I thought the camera did a fine job. The box pic look so good you could see the plume (I am a plume crackhead by the way) and I could smell a newly opened box of Montes.


----------



## One Lonely Smoker (Jan 21, 2005)

Oh, don't get me wrong, they are perfectly fine pics. He was just talking about being new to that camera, and his photos in this case are over-contrasted a bit by the flash. It's not like they're out of focus or anything.


----------



## Tristan (Jul 11, 2006)

Thanks for the pron! You just gave my day a boost and now I'll be walking funny!


----------



## riverdawg (Dec 4, 2006)

Those lumix cameras are very nice!! Great pics of them smokes too


----------



## Drew (Feb 6, 2007)

I used digital macro and it seemed to work well...I use a 7mp Canon point-shoot.


----------



## piperman (Sep 8, 2005)

Nice pics and WTG on the Cigars


----------



## Blueface (May 28, 2005)

n3uka said:


> Panasonic DMC-FX3
> 
> only a little 6 meg pocket digital
> i just picked it up on sale at costco.
> ...


Leica lens says it all.
That and Carl Zeiss are my favorites.


----------



## Stonato~ (Dec 22, 2006)

Juicy sticks. wow.
Those pics look great....Hey on the topic can you give me any pointers on taking close-ups? I try the macro mode with the flash off and when I get close they are always blurry...and I don't mean just the end result but actually in the window. Anyway, any help would be appreciated. Don't know anything about cameras. It's a Power Shot Canon SD30 5MP.


----------



## n3uka (Nov 13, 2006)

Stonato~ said:


> Juicy sticks. wow.
> Those pics look great....Hey on the topic can you give me any pointers on taking close-ups? I try the macro mode with the flash off and when I get close they are always blurry...and I don't mean just the end result but actually in the window. Anyway, any help would be appreciated. Don't know anything about cameras. It's a Power Shot Canon SD30 5MP.


Look at the book or check online for that camera. They have a minimum distance that you need to be from the object you are shooting. Try pulling back untill the pic looks clear to you. You can always zoom in to get a tighter shot.


----------



## Blueface (May 28, 2005)

BTW, what are the sticks?
Are those Monte 4's and Por Larranag PCs?


----------



## DragonMan (Dec 29, 2006)

Nice pictures and even nicer cigars! :ss


----------



## n3uka (Nov 13, 2006)

Blueface said:


> BTW, what are the sticks?
> Are those Monte 4's and Por Larranag PCs?
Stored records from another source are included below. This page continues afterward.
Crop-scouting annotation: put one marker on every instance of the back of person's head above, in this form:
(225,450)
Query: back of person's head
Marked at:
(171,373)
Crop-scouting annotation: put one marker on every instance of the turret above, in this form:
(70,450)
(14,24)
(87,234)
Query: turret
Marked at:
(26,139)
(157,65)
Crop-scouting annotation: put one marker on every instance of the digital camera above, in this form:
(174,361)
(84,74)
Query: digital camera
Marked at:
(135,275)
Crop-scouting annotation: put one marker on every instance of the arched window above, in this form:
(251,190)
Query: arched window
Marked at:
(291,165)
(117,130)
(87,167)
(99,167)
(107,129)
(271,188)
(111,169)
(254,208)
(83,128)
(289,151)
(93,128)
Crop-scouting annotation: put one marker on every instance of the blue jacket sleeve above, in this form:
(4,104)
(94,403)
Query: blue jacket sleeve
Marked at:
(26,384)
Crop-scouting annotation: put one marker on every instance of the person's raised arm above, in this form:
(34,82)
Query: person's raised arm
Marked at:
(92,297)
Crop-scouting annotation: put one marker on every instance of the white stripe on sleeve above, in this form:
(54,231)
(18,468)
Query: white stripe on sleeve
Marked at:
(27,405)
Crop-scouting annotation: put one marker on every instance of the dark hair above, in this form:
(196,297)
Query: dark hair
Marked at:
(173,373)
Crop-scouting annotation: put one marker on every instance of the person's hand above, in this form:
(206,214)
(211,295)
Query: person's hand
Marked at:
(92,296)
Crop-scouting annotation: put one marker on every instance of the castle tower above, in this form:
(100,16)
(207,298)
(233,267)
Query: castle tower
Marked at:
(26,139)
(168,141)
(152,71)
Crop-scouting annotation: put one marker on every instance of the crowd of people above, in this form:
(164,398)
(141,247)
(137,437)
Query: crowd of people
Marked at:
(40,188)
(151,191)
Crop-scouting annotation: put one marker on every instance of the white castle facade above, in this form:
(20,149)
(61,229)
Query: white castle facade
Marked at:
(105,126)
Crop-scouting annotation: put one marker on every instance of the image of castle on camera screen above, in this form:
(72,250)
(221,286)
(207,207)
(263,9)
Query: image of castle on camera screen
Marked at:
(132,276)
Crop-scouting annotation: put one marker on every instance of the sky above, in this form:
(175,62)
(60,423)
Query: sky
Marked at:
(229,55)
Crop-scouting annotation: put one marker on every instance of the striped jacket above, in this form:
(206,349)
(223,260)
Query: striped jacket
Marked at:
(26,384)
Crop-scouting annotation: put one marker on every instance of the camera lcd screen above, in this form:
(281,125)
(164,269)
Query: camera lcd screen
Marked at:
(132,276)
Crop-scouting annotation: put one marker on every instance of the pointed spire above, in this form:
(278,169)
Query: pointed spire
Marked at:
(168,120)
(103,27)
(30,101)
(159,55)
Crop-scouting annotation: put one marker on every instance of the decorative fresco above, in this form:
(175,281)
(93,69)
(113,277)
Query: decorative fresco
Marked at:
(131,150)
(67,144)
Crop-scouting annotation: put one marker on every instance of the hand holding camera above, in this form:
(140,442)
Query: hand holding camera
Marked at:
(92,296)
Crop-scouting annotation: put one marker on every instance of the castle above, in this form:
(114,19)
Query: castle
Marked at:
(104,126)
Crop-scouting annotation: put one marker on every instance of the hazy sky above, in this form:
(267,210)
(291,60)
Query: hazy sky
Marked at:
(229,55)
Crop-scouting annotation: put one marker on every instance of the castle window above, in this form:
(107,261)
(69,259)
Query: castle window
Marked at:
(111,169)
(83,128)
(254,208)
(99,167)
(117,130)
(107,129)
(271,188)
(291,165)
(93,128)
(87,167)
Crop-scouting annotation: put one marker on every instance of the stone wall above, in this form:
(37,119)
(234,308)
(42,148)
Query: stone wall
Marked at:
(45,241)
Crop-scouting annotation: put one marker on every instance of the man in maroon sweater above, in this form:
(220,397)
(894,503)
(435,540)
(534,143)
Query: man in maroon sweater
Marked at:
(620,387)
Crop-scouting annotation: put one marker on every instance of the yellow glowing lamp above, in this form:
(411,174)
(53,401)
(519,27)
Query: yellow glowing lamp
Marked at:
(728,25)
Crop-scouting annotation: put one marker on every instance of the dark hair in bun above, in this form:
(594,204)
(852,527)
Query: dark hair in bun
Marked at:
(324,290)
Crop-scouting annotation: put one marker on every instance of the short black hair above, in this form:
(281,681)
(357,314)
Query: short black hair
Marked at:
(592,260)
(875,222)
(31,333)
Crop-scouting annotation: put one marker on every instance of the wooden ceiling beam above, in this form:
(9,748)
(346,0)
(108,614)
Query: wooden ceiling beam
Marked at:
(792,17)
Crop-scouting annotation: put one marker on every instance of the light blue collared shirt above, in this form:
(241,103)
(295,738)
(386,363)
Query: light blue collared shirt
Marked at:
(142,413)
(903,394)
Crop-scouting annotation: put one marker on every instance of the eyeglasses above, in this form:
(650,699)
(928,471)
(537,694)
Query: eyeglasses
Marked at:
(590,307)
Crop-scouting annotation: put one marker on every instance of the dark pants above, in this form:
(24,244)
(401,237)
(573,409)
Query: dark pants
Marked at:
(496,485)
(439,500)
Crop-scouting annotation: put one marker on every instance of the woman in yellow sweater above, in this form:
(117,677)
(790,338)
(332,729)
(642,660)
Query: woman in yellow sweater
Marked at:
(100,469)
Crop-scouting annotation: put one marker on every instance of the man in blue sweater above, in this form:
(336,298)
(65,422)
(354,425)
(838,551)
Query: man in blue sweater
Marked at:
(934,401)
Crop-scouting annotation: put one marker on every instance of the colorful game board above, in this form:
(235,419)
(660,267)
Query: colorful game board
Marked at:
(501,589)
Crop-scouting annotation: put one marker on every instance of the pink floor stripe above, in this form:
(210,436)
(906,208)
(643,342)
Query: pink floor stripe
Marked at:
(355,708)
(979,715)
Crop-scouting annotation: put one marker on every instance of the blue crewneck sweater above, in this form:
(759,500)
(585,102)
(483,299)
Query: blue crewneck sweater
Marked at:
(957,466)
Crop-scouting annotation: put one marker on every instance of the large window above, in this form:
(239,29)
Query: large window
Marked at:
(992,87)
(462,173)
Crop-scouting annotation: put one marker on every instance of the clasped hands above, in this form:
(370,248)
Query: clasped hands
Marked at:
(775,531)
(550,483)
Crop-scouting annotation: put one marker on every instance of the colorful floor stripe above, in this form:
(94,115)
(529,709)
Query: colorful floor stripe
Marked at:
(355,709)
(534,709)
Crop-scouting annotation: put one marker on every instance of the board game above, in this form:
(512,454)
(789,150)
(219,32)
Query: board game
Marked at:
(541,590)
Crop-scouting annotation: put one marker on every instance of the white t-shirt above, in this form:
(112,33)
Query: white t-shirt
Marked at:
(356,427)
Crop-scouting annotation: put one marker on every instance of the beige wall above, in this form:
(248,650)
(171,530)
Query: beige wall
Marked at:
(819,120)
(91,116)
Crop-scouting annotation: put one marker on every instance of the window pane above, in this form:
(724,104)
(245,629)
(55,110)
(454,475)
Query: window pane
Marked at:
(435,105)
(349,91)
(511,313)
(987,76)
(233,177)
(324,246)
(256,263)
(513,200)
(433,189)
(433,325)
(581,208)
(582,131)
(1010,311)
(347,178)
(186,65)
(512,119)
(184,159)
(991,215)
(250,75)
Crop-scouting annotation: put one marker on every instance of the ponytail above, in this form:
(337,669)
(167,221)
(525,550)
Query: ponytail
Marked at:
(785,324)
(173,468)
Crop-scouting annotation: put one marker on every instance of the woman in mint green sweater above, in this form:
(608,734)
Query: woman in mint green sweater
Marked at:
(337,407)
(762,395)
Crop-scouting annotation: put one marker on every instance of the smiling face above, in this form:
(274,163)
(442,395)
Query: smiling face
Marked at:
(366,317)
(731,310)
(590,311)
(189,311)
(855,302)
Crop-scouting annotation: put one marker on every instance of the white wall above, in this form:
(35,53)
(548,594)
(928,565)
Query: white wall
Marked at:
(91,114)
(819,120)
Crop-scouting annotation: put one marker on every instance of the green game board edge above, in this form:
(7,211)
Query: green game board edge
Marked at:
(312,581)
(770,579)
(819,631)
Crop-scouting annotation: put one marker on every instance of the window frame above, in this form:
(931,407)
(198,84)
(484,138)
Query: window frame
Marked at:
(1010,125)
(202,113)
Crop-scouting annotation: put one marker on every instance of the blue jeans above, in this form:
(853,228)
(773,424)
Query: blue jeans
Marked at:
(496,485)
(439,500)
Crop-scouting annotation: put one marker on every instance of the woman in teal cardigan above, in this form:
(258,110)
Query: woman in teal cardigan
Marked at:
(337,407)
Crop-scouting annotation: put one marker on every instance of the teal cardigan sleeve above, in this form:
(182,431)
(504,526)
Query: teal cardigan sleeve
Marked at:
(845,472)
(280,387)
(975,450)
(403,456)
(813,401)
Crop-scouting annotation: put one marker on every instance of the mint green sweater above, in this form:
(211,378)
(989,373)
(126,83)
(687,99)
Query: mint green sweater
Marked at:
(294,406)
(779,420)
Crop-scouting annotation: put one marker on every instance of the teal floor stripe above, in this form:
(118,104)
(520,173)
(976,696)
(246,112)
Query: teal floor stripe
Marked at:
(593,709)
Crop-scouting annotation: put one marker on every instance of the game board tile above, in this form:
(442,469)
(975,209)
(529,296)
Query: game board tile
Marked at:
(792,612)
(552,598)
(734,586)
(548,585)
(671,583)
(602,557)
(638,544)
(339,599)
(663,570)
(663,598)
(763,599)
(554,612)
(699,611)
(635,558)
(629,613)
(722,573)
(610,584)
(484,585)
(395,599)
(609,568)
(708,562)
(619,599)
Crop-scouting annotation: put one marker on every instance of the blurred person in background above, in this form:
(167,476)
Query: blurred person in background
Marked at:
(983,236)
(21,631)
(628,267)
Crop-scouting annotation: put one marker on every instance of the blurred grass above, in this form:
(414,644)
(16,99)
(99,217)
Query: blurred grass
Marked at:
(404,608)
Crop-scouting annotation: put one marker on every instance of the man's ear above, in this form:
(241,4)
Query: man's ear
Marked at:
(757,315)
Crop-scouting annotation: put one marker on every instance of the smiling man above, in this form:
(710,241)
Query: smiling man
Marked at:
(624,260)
bingo, here is the original post
link

Can't say you don't know your cigars :ss


----------



## luckybandit (Jul 9, 2006)

great pics mind if i use some for wallpaper!


----------



## n3uka (Nov 13, 2006)

luckybandit said:


> great pics mind if i use some for wallpaper!


nope, enjoy


----------



## Stonato~ (Dec 22, 2006)

n3uka said:


> Look at the book or check online for that camera. They have a minimum distance that you need to be from the object you are shooting. Try pulling back untill the pic looks clear to you. You can always zoom in to get a tighter shot.


Now that makes sense. Thanks for the easy fix. Gotta post my new babies.


----------



## Old Sailor (Jul 27, 2006)

Sweet, now I gotta whip the :dr off my keyboard.


----------